183 Oral - Cell Stress and Cell Death
Saturday April 09, 11:15 AM - 11:30 AM

The Protein Phosphatase-1 regulatory subunit dPPP1R15 controls collective cell migration via the eIF2-alpha-ATF4-dependent ER stress pathway


Authors:
Yujun Chen; Jocelyn McDonald

Affiliation: Kansas State University

Keywords:
h. other (The integrated stress response,ER stress); h. other (The integrated stress response,ER stress)

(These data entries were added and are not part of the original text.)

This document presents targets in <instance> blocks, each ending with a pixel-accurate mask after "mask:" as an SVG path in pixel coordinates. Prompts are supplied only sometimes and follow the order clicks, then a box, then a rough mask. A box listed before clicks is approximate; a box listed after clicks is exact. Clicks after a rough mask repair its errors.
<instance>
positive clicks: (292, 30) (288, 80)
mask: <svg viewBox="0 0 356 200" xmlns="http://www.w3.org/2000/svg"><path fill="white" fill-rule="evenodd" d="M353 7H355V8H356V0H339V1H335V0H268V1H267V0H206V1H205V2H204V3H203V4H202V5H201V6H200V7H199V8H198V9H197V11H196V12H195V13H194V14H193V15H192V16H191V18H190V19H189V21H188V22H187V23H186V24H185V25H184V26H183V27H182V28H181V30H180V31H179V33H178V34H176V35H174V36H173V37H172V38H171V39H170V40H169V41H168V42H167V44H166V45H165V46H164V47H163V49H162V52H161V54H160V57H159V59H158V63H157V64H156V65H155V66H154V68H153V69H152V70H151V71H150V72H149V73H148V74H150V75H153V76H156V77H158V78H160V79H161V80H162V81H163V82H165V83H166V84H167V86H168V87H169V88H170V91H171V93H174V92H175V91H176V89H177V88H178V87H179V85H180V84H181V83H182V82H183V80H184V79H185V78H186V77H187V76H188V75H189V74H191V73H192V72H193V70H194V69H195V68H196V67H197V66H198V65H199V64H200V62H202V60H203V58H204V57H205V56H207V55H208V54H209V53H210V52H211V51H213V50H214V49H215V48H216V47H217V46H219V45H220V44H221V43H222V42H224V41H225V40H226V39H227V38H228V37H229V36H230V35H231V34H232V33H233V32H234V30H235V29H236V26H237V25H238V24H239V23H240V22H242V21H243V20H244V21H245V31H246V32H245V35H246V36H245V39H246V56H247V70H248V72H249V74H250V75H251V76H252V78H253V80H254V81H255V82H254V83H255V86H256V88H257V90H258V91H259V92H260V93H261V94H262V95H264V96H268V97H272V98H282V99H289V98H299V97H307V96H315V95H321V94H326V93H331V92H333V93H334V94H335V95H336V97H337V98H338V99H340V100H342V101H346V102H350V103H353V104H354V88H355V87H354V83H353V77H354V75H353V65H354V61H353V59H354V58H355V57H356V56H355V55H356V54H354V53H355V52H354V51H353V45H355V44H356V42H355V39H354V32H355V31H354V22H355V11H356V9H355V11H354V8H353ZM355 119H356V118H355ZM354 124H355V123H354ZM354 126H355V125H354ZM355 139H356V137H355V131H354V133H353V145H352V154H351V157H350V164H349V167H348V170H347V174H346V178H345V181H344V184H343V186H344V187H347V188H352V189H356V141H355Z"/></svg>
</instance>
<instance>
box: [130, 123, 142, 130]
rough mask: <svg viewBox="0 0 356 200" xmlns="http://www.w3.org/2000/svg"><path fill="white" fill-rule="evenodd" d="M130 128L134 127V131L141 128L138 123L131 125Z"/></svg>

Collective cell migration is essential for many developmental and pathological processes. Drosophila border cells migrate as a cohesive cluster during oogenesis and provide an excellent genetic model to elucidate conserved mechanisms of collective cell movement. Previously, we discovered that Protein Phosphatase 1 (Pp1) catalytic subunits are critical molecular regulators of border cell collective versus single cell behaviors. We now show that the conserved Pp1 regulatory subunit dPPP1R15 (also known as GADD34) plays a crucial role in border cell migration. Overexpression of dPPP1R15 causes border cells to round up and completely dissociate from the cluster during migration. These defects are rescued by overexpression of Pp1 catalytic subunits (Pp1c). Moreover, overexpressing PPP1R15 mutants that cannot bind to Pp1c no longer show migration or cluster-dissociation phenotypes. These data together indicate that dPPP1R15 functions through Pp1c in border cells. In contrast, RNAi-mediated knockdown of dPPP1R15 prevents border cell delamination from the follicular epithelium. Live imaging reveals that, compared to control border cells, dPPP1R15-RNAi border cells also extend much smaller protrusions that are misdirected, thus contributing to the failure of border cells to migrate. The Pp1c/PPP1R15 complex is best known as a phosphatase complex that dephosphorylates eIF2alpha in the endoplasmic reticulum (ER) stress pathway. Indeed, loss of dPPP1R15 elevates phosphorylation and activation of eIF2alpha and increases expression of the known downstream transcription factor, ATF4, in border cells. In addition, upregulation of PERK, a major eIF2alpha kinase, blocks border cell delamination and migration. Interestingly, depleting PERK by RNAi also delays border cell migration. Overexpression of a non-phosphorylatable eIF2alpha mutant, or knockdown of ATF4, significantly rescues PPP1R15-RNAi induced migration defects. Overexpression of a phosphomimetic eIF2alpha mutant, or of ATF4, impairs migration. Together, our data support the idea that restraining the PERK-eIF2alpha-ATF4 ER stress pathway via the dPPP1R15 phosphatase is critical for proper border cell migration. Our studies identify a new role for dPPP1R15 as a key regulator of collective cell behaviors through modulation of the ER stress response.